Ginny as she is fondly called is married to a young curate called Arthur and has no child of her own. She believes her prayer has been answered when a baby girl in a Tesco bag is brought to her and she earnestly presses for adoption. The child is named Julia. Not long afterwards, a black woman, Catherine decides to put up her eighteen month old son for adoption and she chooses Ginny and Arthur. Ginny accepts, though warily and Chester, the black child finds a home in the personage. Ginny lavishes her love on both children, especially Chester. She spends time creating an African storybook and reads out one particular story to him over and over to engrave in him a sense of pride in his heritage.
But, as Chester grows up, so does his sense of unbelonging. The fact that he stands out different in colour from his sister and parents stares him hard in the face and unlike before, he begins to detest acting out the orient role always given to him in the school play. He asks for who his true parents are. Ginny and her husband decide to divulge the truth to their two adopted children. Deeply affected, the two children consequently become withdrawn. Chester, meanwhile, begins to have recurrent dreams about Nigeria -the country of his descent.
When Julia is impregnated by a family friend, Ray, she does not tell any of her family – not even her brother. And when Chester finally finds out from Ray, he is sad that Julia did not tell him and he feels very left out. Yet, he goes to meet her and advises her to tell Ginnny about it. Later, Julia steals some of the church money and runs away on the advice of her mother. After she leaves, Chester leaves as well and moves to Liverpool to stay with one of his African friends, Ugwu. He works for a while and meets Jimoh, who persuades him to visit Nigeria after he tells him about the recurrent dreams.

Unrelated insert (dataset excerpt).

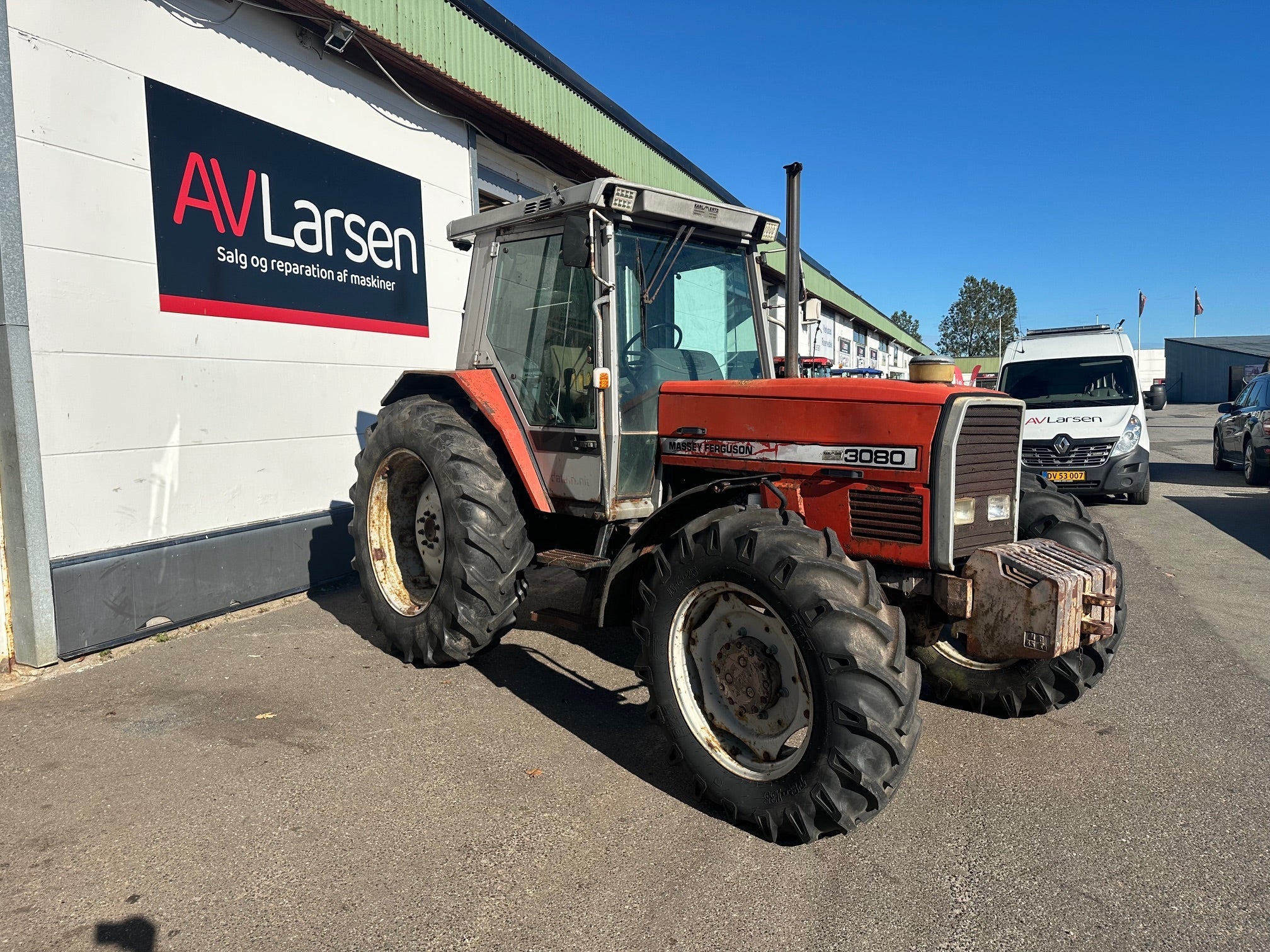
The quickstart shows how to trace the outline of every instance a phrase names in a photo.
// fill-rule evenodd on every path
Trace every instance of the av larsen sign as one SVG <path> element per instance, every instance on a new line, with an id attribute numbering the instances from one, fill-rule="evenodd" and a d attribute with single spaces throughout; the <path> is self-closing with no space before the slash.
<path id="1" fill-rule="evenodd" d="M 146 80 L 159 306 L 428 335 L 418 179 Z"/>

Chester eventually leaves for Nigeria with the help of Jimoh and discovers to his dismay, that it is not the glorified beautiful kingdom he had always seen in his dreams. The stress and mosquitoes take their toll and Chester becomes very sick. Esther, one of his friends, comes to take him from Nigeria and tells him that his father his dead and that he left him some portion of money as a legacy. His sister, Julia also visits him and gives him a book from Ginny. Chester finds out that his recurrent dreams are the result of one of the stories in the book – the one that Ginny had told him over and over again.
In The New Tribe, Buchi explores the deeper aspects of family life and adoption – the obstacles and challenges.